ORGANIZATION
Claim: Membership of the Scientific Committee must
be broadened.
Goal: To ensure quality, continuity, and diversity
of the competition.
Reason: We have had too many (partial) failures
in the past.
Constraint: The GA and/or IC must keep control
over how SC changes.
Proposal: Amend IOI Regulations concerning SC
operation and membership.
TASK TYPES
Claim: The types of competition tasks must be broadened.
Goal: To ensure an attractive competition for
young TOP-talent.
Reason: We currently have too many "routine" tasks.
Constraint: No other knowledge and skills from
the competitor must be required compared to what they are expected to have
now.
Proposal: The IOI SC gets the responsibility to
make this happen.
COMPUTING ENVIRONMENT
Claim: The computing environment used in the competition
must be broadened.
Goal: To ensure interest from youngsters.
Reason: We currently have a very limited machine
model, for example, 640 KB RAM, 64 KB segments.
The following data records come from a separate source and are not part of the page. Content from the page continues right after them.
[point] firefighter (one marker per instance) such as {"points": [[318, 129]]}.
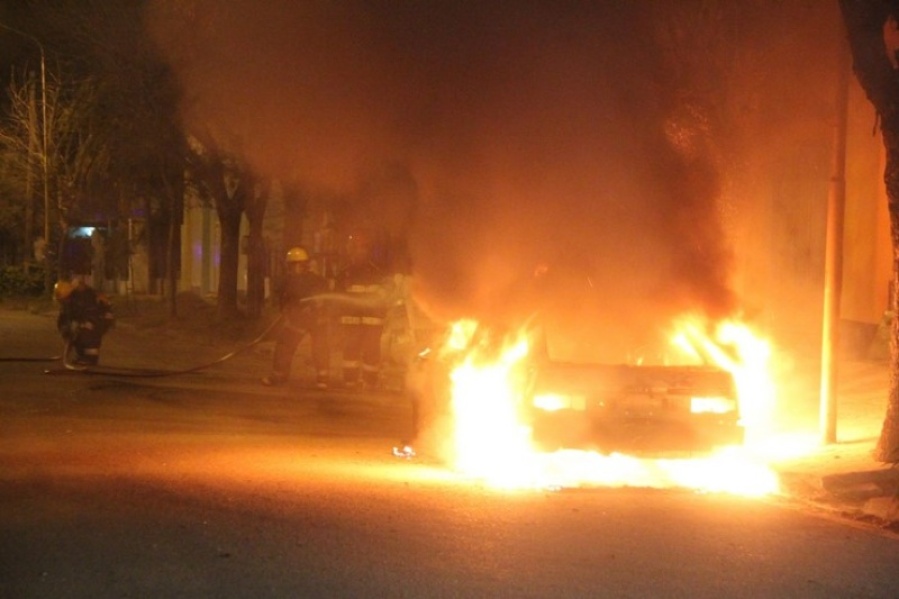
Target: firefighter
{"points": [[85, 316], [302, 315], [362, 316]]}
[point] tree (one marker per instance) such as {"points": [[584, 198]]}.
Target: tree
{"points": [[873, 30]]}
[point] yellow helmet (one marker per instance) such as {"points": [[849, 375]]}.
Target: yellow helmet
{"points": [[62, 290], [297, 254]]}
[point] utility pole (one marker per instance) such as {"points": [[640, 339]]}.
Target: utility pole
{"points": [[44, 160], [833, 254]]}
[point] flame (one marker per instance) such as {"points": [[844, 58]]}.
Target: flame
{"points": [[491, 441]]}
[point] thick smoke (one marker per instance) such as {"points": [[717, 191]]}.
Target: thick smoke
{"points": [[531, 132]]}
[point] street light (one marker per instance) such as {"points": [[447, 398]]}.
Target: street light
{"points": [[43, 150]]}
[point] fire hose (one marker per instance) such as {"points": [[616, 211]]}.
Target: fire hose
{"points": [[68, 367], [151, 373]]}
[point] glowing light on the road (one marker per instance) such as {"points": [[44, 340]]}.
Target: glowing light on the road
{"points": [[492, 442]]}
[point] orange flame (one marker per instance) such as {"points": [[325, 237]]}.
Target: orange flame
{"points": [[492, 442]]}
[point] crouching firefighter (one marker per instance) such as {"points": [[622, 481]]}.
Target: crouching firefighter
{"points": [[302, 314], [85, 316]]}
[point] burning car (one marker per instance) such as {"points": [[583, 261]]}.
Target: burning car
{"points": [[624, 408], [633, 409]]}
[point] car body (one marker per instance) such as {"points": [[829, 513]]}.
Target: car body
{"points": [[634, 409]]}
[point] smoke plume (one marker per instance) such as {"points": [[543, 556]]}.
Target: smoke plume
{"points": [[534, 133]]}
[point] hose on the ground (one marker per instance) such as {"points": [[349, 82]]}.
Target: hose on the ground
{"points": [[145, 373]]}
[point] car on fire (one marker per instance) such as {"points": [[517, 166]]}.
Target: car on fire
{"points": [[633, 408]]}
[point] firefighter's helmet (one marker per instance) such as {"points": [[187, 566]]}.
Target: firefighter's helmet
{"points": [[297, 254], [62, 290]]}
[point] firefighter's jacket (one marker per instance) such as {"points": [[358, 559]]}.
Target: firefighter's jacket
{"points": [[364, 286], [299, 310], [84, 313]]}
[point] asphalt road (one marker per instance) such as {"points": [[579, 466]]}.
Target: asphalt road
{"points": [[210, 486]]}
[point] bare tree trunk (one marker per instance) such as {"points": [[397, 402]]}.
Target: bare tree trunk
{"points": [[887, 449], [256, 203], [29, 176], [872, 27]]}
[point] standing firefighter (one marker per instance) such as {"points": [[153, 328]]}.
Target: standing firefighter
{"points": [[302, 315], [84, 317], [362, 316]]}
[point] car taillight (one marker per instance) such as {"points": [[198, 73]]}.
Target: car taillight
{"points": [[712, 405]]}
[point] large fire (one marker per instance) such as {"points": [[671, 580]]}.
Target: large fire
{"points": [[492, 442]]}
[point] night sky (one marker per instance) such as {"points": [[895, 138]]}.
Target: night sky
{"points": [[533, 132]]}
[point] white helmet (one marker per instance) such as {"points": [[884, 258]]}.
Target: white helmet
{"points": [[297, 254]]}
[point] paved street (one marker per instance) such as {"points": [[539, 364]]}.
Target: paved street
{"points": [[209, 485]]}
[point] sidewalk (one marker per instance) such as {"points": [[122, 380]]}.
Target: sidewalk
{"points": [[844, 478]]}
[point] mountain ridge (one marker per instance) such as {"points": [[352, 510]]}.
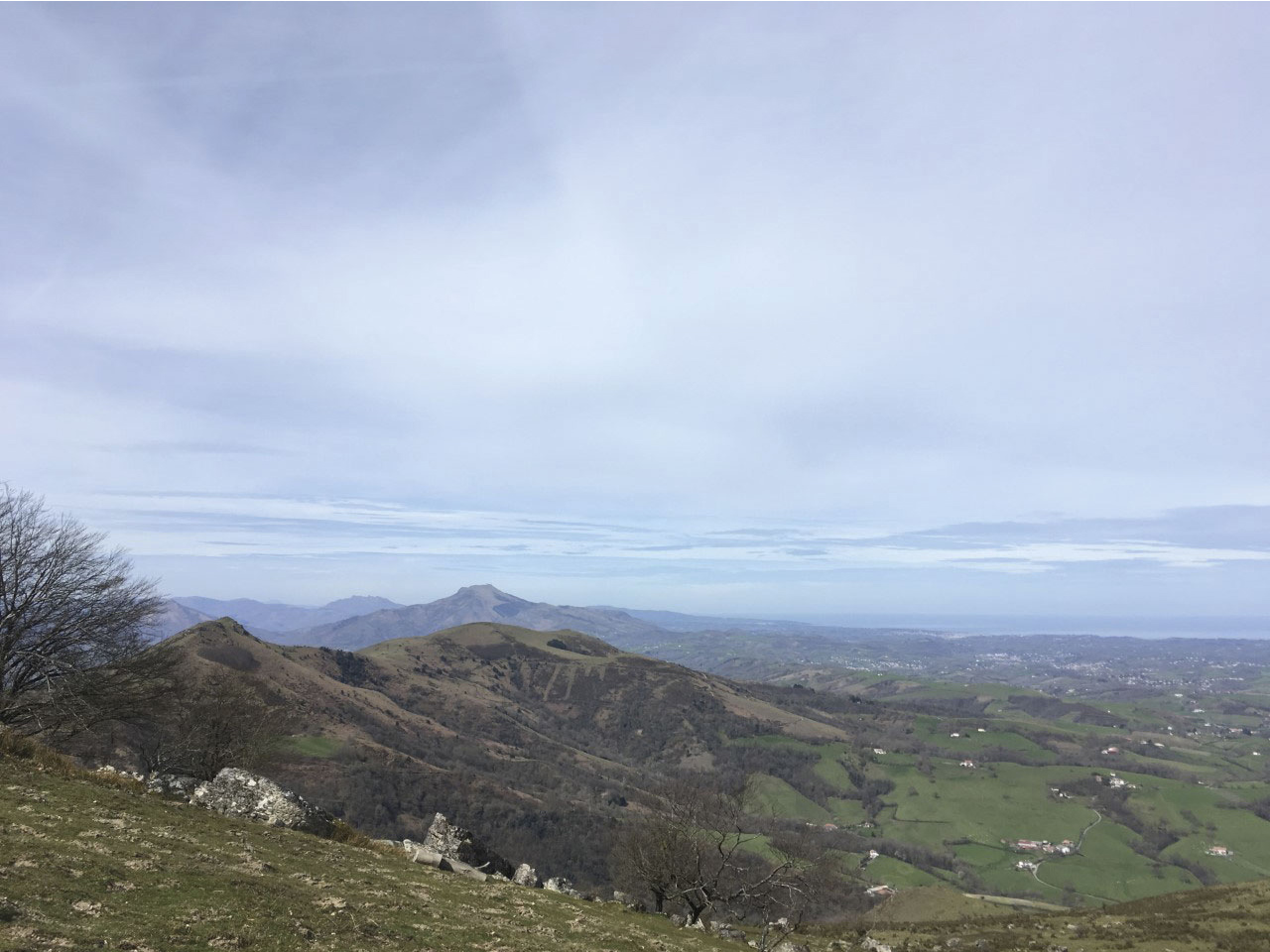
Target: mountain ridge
{"points": [[468, 604]]}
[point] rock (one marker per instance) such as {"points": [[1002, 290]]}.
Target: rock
{"points": [[427, 857], [559, 884], [526, 875], [458, 866], [456, 843], [171, 784], [239, 793], [728, 932]]}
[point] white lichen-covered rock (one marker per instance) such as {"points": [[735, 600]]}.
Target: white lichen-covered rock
{"points": [[559, 884], [239, 793], [456, 843], [526, 875]]}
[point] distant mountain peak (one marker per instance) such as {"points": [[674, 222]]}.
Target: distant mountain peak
{"points": [[488, 590]]}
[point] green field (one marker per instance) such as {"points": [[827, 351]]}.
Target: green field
{"points": [[975, 814]]}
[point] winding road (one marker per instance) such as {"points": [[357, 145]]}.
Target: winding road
{"points": [[1078, 849]]}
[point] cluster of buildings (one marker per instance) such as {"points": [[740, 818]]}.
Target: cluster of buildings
{"points": [[1044, 846]]}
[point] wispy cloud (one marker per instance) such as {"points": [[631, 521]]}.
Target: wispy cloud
{"points": [[685, 294]]}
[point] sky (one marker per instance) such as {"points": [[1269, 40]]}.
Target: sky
{"points": [[733, 308]]}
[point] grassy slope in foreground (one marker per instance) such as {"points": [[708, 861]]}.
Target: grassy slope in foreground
{"points": [[85, 865], [99, 865]]}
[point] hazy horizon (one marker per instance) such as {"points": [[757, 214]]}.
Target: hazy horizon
{"points": [[731, 308]]}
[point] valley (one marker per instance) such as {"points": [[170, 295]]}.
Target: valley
{"points": [[524, 734]]}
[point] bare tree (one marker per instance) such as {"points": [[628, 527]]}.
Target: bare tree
{"points": [[72, 625], [217, 720], [699, 851]]}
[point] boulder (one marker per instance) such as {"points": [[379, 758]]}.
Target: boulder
{"points": [[726, 930], [526, 875], [559, 884], [456, 843], [239, 793], [172, 784], [427, 857], [458, 866]]}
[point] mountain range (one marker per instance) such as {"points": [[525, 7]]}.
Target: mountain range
{"points": [[539, 739]]}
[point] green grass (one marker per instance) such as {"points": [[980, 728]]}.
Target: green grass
{"points": [[776, 797], [86, 865], [316, 747]]}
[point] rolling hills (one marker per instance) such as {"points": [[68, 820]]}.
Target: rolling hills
{"points": [[475, 603], [521, 734], [515, 733], [95, 864]]}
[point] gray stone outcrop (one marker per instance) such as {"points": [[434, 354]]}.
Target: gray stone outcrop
{"points": [[526, 875], [245, 794], [559, 884], [171, 784], [458, 844]]}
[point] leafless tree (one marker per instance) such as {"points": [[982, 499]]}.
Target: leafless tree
{"points": [[216, 720], [72, 625], [698, 851]]}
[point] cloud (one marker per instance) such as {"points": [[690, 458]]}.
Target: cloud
{"points": [[878, 284]]}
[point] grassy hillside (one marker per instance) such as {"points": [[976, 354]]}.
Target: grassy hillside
{"points": [[547, 742], [91, 862], [543, 742], [90, 865]]}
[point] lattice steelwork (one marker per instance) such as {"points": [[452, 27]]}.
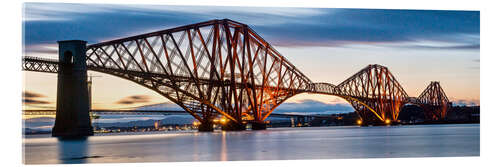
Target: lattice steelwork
{"points": [[217, 66], [374, 93], [222, 67], [40, 65], [434, 101]]}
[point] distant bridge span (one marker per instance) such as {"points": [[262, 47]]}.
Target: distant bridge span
{"points": [[223, 67]]}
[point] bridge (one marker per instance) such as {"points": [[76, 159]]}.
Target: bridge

Constraints: Each task should be able to impose
its own resource restrictions, and these must be enforceable (e.g. 100
bit of RAM, or three types of memory with given size/speed). The machine
model must be widely available at little cost.
Proposal: Competitors submit program SOURCES (not
executables) in some STANDARD language(s) (not vendor proprietary languages)
as a representation of an ALGORITHM that can be executed by a machine.
The evaluation software will carry the burden of making an executable (also
see next point).
EVALUATION
Claim: Evalution of competitor submissions must
be taken more seriously.
Goal: Thorough, speedy, objective, and fair evaluation.
Reason: We have had too many (partial) failures
in the past. The current practice of "testing" with a few test cases presents
an unacceptable image of Computing SCIENCE.
Constraints: Avoid language barrier by AUTOMATED
evaluation. Evaluation software must be FREELY available in source form
("open source" product). During competition, competitors will be able to
get some feedback from evaluation software to help avoid silly mistakes
(the ones that we are not interested in, such as "wrong file name"). Evaluation
is based on SOURCE code submissions (also see previous point).
Proposal: Establish an IOI Software Team (via
IOI SC) that develops evaluation software and integrates it with compilers
etc. The IOI SC provides high quality evaluation facilities (input files,
input validators, output checkers, and solutions, for each task).
In some competitions, there is already wide spread experience with source code evaluation. Please, do understand that source code evaluation does NOT mean that judges are going to read source code and quibble over source code with competitors. All that it means, is that the translation from source to executable is done by the evaluation system. This takes away the burden from the competitors to know about the target hardware. It is a much more level playing field if you are supposed to reason in terms of source code and not in terms of executables, because all kinds of compiler directives and hardware features (such as caches) influence the speed/size/memory usage of an executable. Source code evaluation of programs written in some standardized language also makes the competition much less platform dependent.